The UK’s vote to leave the European Union (EU) has pushed down stock indices worldwide, toppled Prime Minister David Cameron and arguably empowered nationalist movements across the continent.
In the wake of such uncertainty, investors might logically be heading for the exits but some market participants and financial observers actually see opportunities for investors, namely those involved in distressed debt and non-bank lending.
“It’s going to catalyse the distressed debt market substantially,” said Jeffrey Schwartz, a partner at Robins Kaplan who co-chairs its restructuring and business bankruptcy practice. “There’s a phenomenal amount of capital available for distressed debt funds.”
Dan Pound, the London-based managing director that heads Angelo, Gordon & Company’s European distressed debt team, said to his colleagues in a note that the market volatility and a possible shrinking economy might make distressed securities attractive.

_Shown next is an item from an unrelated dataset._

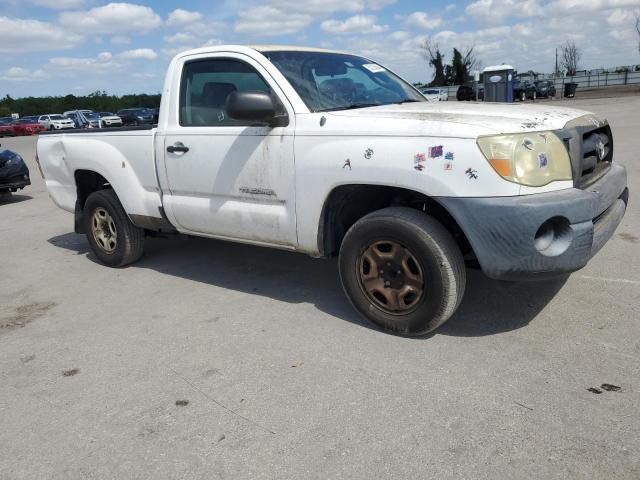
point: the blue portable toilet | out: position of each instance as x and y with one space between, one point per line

“Whilst unsettling for markets it is possible that [Brexit] creates an interesting opportunity for EU investing and we are focused on both immediate investment opportunities and medium-term distressed prospects from any significant economic contraction,” he wrote, according to an internal company memo obtained by PDI.
Non-traditional lenders could experience a boon as well in the wake of Brexit. Brad Marshall, senior managing director at Blackstone-owned GSO, said the market uncertainty would make banks more unwilling to lend in Europe, putting alternative lenders in an even better position to step into that void.
Schwartz agreed, citing the possibility of increased scrutiny from regulators over UK debt.
“[The Brexit vote] opens up new horizons and vistas [for alternative lenders],” Schwartz said. “These regulated lenders will have to pull in their horns considerably in terms of extending credit and reducing the amount of exposure” to UK debt.
The UK think-tank New Financial took the opposing view in an April report. A Brexit vote would undo the EU’s 2014 capital markets union initiative aimed at encouraging cross-border investments within the member countries. This would decrease investment opportunities, the study concluded.
“Current efforts across the EU to encourage the development of capital markets and reduce the dependence of the European economy on bank lending could be significantly disrupted if the UK votes to leave the EU,” the report read.
The study also noted Britain played an outsized role in access to capital. According to the findings, 78 percent of the capital markets business in the other 27 EU countries is conducted out of the UK. For comparison, the UK makes up 14 percent of the EU’s economy.
“When you think about it, there’s a huge risk that London will no longer be the financial capital of Europe and the Middle East,” Schwartz said, “in which event real estate values will contract because the professional firms and banks there will contract [their physical footprint].”
That puts London’s ability to act as a gateway to continental Europe at risk. Among the distressed investors that use London as their sole Europe office are Marathon Asset Management and Oaktree Capital Management.
Oaktree’s Howard Marks, co-chairman of the firm, said on Friday’s edition of “Bloomberg Markets” he expects the UK and EU economies to slow down and said there was a psychological effect that causes people to spend less.
However, he cautioned against drawing sweeping conclusions in the immediate aftermath of the Brexit vote.
“I also think at a point in time like today, it is extremely hard to think you know what the future holds,” Marks said. “I think the most important thing in our business is to know what you don’t know. I don’t think anybody knows what the long-term implications of this are.”